Without leaving their desks, participants can converse, chat online, share applications, annotate documents, and in some cases see each other through web-based video cameras. For developing countries, this has facilitated participation in world-class research, in step with activities in the developed world.

A second factor encouraging greater collaboration has been the substantial fall in the cost of travel and of personal communication. The dramatic reduction in transport costs means that producing close to your customers is no longer crucial. During the 1950s and into the 1960s, travel options were mainly by sea or rail. The cost of sea shipping of a short ton US decreased from $95 in 1920 to $29 in 1990. Cheaper airfares, significant technological improvements (such as the jet engine), express shipping, and flights now readily available between most major cities are additional contributing factors.
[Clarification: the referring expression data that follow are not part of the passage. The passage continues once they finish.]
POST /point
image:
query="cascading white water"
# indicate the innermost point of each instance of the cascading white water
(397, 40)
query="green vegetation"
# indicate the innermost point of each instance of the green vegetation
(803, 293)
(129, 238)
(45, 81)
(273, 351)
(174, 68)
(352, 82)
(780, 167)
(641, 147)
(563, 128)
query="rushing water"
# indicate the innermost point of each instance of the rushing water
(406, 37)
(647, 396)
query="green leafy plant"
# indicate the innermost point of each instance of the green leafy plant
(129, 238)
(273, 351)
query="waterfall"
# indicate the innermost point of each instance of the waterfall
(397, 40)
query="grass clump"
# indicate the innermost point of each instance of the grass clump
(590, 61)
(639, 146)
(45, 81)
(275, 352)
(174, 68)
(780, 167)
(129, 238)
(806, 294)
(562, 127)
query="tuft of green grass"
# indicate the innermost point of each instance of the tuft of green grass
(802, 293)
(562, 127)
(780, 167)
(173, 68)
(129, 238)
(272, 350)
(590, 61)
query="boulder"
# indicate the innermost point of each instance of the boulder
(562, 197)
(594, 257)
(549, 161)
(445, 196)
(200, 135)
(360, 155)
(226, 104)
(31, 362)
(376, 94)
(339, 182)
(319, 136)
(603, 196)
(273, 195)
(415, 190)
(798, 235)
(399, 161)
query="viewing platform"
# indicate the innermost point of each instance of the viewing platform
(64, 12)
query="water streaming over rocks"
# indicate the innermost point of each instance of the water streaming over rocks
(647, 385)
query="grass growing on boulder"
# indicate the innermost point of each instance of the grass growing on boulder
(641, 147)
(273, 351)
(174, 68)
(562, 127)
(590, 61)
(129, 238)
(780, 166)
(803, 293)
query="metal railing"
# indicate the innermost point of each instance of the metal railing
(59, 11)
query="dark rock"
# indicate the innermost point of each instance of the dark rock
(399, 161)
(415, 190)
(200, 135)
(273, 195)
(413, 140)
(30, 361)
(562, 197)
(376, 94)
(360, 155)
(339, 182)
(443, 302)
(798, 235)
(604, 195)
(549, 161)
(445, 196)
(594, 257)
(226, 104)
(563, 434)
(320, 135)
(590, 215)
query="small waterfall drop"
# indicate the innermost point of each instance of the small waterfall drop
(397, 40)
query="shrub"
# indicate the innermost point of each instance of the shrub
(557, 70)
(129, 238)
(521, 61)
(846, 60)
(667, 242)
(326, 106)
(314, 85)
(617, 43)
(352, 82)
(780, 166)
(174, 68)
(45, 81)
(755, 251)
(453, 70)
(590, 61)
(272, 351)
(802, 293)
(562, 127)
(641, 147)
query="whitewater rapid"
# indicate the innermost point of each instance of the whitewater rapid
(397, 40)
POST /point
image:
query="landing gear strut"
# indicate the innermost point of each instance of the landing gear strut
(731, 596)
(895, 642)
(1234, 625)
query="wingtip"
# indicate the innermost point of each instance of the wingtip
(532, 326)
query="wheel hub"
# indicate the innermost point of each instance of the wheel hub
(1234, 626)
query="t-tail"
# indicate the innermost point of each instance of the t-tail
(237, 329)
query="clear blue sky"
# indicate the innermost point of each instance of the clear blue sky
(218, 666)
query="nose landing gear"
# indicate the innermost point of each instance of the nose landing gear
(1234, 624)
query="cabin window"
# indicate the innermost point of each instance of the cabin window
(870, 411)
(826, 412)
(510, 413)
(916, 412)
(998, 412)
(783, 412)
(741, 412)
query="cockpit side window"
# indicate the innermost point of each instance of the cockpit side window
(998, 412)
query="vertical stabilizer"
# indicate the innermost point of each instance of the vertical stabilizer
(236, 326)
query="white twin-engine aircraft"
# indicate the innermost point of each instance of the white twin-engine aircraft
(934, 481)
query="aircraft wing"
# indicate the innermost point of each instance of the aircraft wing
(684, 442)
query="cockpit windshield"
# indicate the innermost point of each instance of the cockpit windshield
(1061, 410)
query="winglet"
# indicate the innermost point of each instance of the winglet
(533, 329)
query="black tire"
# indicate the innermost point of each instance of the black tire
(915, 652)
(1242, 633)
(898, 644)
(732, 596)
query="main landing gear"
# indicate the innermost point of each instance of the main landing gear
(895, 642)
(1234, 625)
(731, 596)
Another significant wave of innovation involves information technologies, with the rapid decrease of computer costs since their initial introduction (mainframes) in the 1960s.

Telecommunications, however, are the sector where costs have decreased the most. Until the mid-1980s international networking was extremely expensive and thought to be difficult to justify, due to the relatively high cost of telecommunications services. By 1990, an international phone call averaged between 1 per cent and 5 per cent of its 1940 cost.

Within the space of a very few years, international networking has not only become extremely common but is also seen as an essential part of the infrastructure required to support everyday research activities. This is further enhanced by the fact that societies are becoming more multi-lingual.

But as the world has become "smaller" through improved communication, it has also become "faster" for the same reason. Customers are demanding faster answers in return for making substantial contributions to the cost of research. One of the best ways to ensure success is to build a committed high-performance project team in which individual members can contribute their best.

To succeed in today's fast-evolving markets with very short product cycles, basic and applied research as well as development work should be carried out in parallel rather than as a long chain. This should enhance the role of basic research and also require closer contacts between industry and research communities.

More networking needed

For the past few months, the Center for Innovative Sintered Products (CISP) at Pennsylvania State University has been mapping and evaluating the increase in industrial research requests.

At the international level the requests are almost equally divided among the industrial sector and other research institutions geographically as far apart as Korea, Brazil, Germany, Austria, Japan, Spain, Liechtenstein, Ukraine, China, Singapore, UK, Denmark, Sweden, and Canada.

Sustaining innovation is a key factor since precapitalisation for research is the driver. This is no surprise if one understands that the motives behind research and development are to become more profitable, expand into new markets, or commercialise research.

Most of the university-industry sintered materials research funds throughout the late 1980s and into the early 1990s were in powder injection moulding (PIM). From 1996 to 1999, the focus moved to rapid prototyping.

As these areas mature, we are seeing an interest from non-traditional users in areas such as thermal management materials, electric vehicles, fuel cells, biomedical components, hard coatings, nanoscale powders, computer modelling, lead replacement, powder-polymers, micro-miniature devices, and applications of ultra high velocity, compaction, and pressure.

It is now necessary to train successive generations of engineers to be strongly networked and able to produce goods and services that find demand both in the global marketplace and at home.

The Author: Sharon Elder is executive director of the Center for Innovative Sintered Products at Pennsylvania State University.